組織づくりに非常にこだわっていらっしゃる株式会社ITプロパートナーズの木村社長をご紹介。

「性善説」をベースとしながら、圧倒的な当事者意識を持つ集団であるための文化づくり・育成に関する、ITプロパートナーズさん独自の仕組みについてお話いただきました。

未経験者も成果を出す。独自の育成方法

JAMITプロパートナーズさんは、プロフェッショナル人材の業務委託支援や教育事業など様々な事業をされていますが、組織づくりにおいてはどんなことを大切にされていますか?


木村氏
今5つほど事業を行っていますが、全て自立した人材を増やすために行なっています。

ビジョンとして「自立した人材を増やし、新しい仕事文化をつくる」ということを掲げていますし、社内の人材も継続して成長して、自立した人材になっていくことをとても大切にしています。

「ITプロパートナーズで働くことできちんと成長できて、自立に向かうことが出来る」ということにこだわりたいと思っています。

この会社であれば、自分の意思で自分の道を決めてそれを正解にできる。マインドとスキルというか、力がここならちゃんとつくんだという会社にしていきたい。


JAM
「自立」がテーマなのですね。どんな経験からそう思われるようになったのですか?


木村氏
株式会社アトラエ(求人メディアや組織改善プラットフォームの企画・運営を行う企業。2019年版「働きがいのある会社」ランキング 小規模部門第1位)で働いた経験が大きいですね。

創業間もない頃に入社したので、働き方がハードだったり、会社が厳しいときも多かったんですが、ものすごく楽しかったし自分が伸びている実感がありました。

その20代での、自分の意思で決めたものを正解にできるという実感が、今の自分を支えてくれています。

世の中では、ワークライフバランスと言われていますが、その前に力をつけて自立して、自分で生きる道を決めて、その選択を正解にできる。それが、その人の幸せにつながると本気で思っていて、それを事業でも組織づくりでもおこなっています。

JAMCAN(できること)が増えることで、本当の自立に繋がりますし、本人としても選択肢が広がりますよね。ITプロパートナーズさんでは、その力をつけるためにどんな育成をされていらっしゃるのですか?


木村氏
特徴的なのは、「1人が1つの業務しかやっていない」ということが少ないということです。

1つの職種をやりながら、その他会社として強化した方が良いと思う職種やPJがあればそれを任せています。具体的には営業をしながらカスタマーサポートをしたり、エンジニアをやりながらサービスをグロースさせる為にマーケを担当したりしています。

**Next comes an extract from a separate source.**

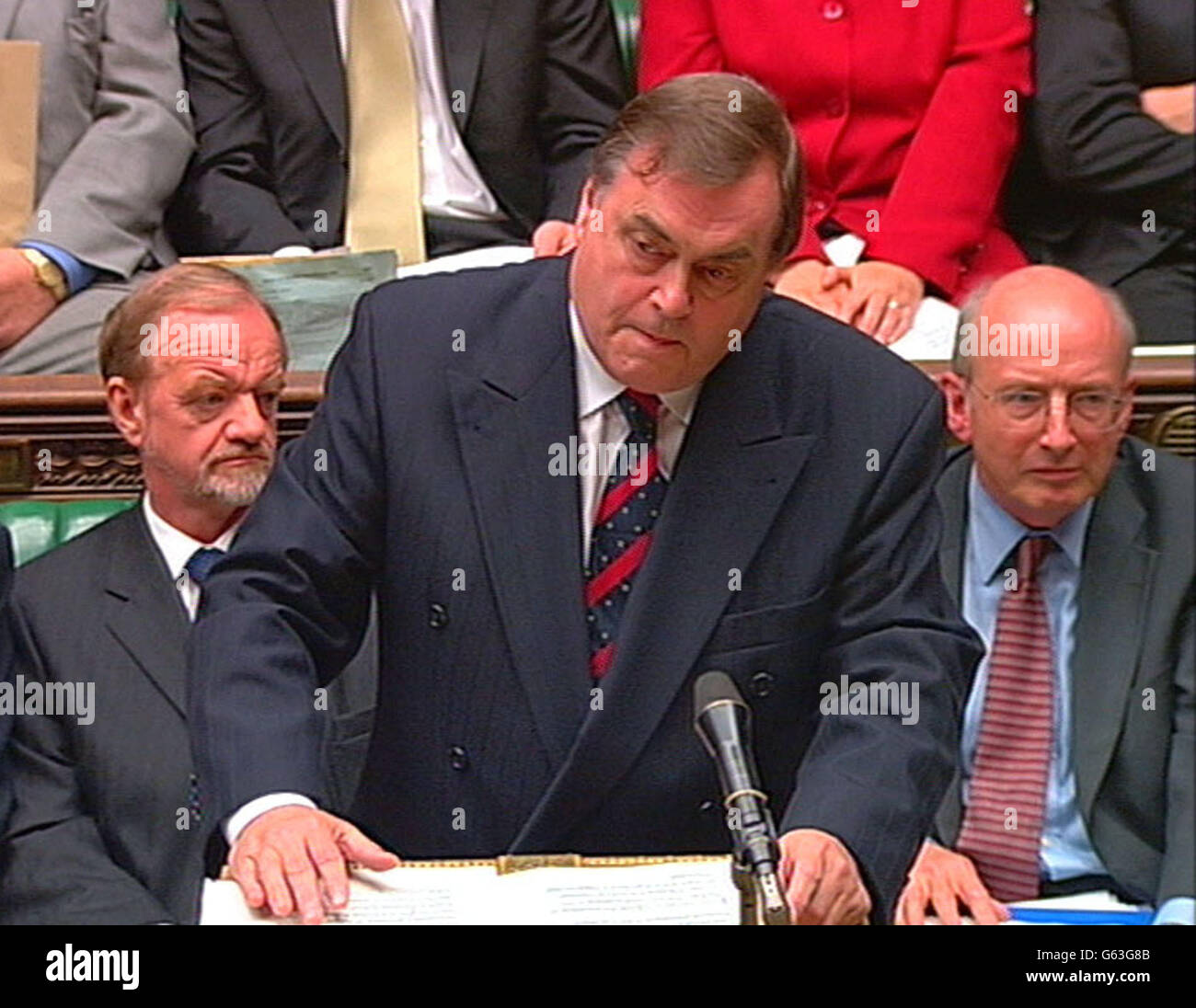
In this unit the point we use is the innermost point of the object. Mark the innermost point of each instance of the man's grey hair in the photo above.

会社にとっては1つのことだけ担当する方が効率は良いですし、教育コストもかからないですが、自分の意志で能動的に仕事をする方が人材が伸びて、結果として会社も勝っていけると考えているので、並行して様々なことに未経験からでもチャレンジできるようにしています。

もちろん時と場合によるので全てではないのですが、実際に多くのメンバーが色々な職種を兼務しています。


JAM
ベンチャーで人手が少ないから結果的に兼務になっているということはよくありますが、意識的に兼務にして育成しているというのは珍しいですね。でも、未経験者をどうやって育成しているのですか?


木村氏
自己学習で前に進めてもらうケースもありますが、高い専門性が必要な場合はプロフェッショナル人材をつけるケースもあります。

例えば、今人事の責任者をやっている者は、営業リーダーをやりながらやっていて、彼は将来的にCHOになりたいという明確な目標があります。

そのために、外部から僕が信頼する人事の方と業務委託で契約して、週に1回か2回、その人事責任者とミーティングをして、知識やノウハウを教えて頂いたり、目標設定をしながら仕事を進めるという環境を作っています。


JAM
非常に新しい方法ですね。


木村氏
そうですね。他には内定者にプロフェッショナル人材をつけて、インターンのうちから経験させていったケースもあります。広報や新規事業の立ち上げの際も同様に対応しました。


JAM
内定者も、とは手厚いサポートですね。

木村氏ちなみに、このサポートは未経験だけではなくて、経験者にも、もっと経験のある人をつけて一緒に仕事をしてもらうこともあります。

プロフェッショナル人材が弊社に2万人登録されているという強みを生かして、社員の成長に繋げられているというのは、すごく大きな武器ではないかと思います。


JAM
経験者にとっても、転職しなくても刺激的な方と働くことができるというのはとても魅力的ですね。でも会社としては、育てるよりも、プロフェッショナル人材を採用したいと考えると思うのですが、そのあたりはどのようにお考えですか?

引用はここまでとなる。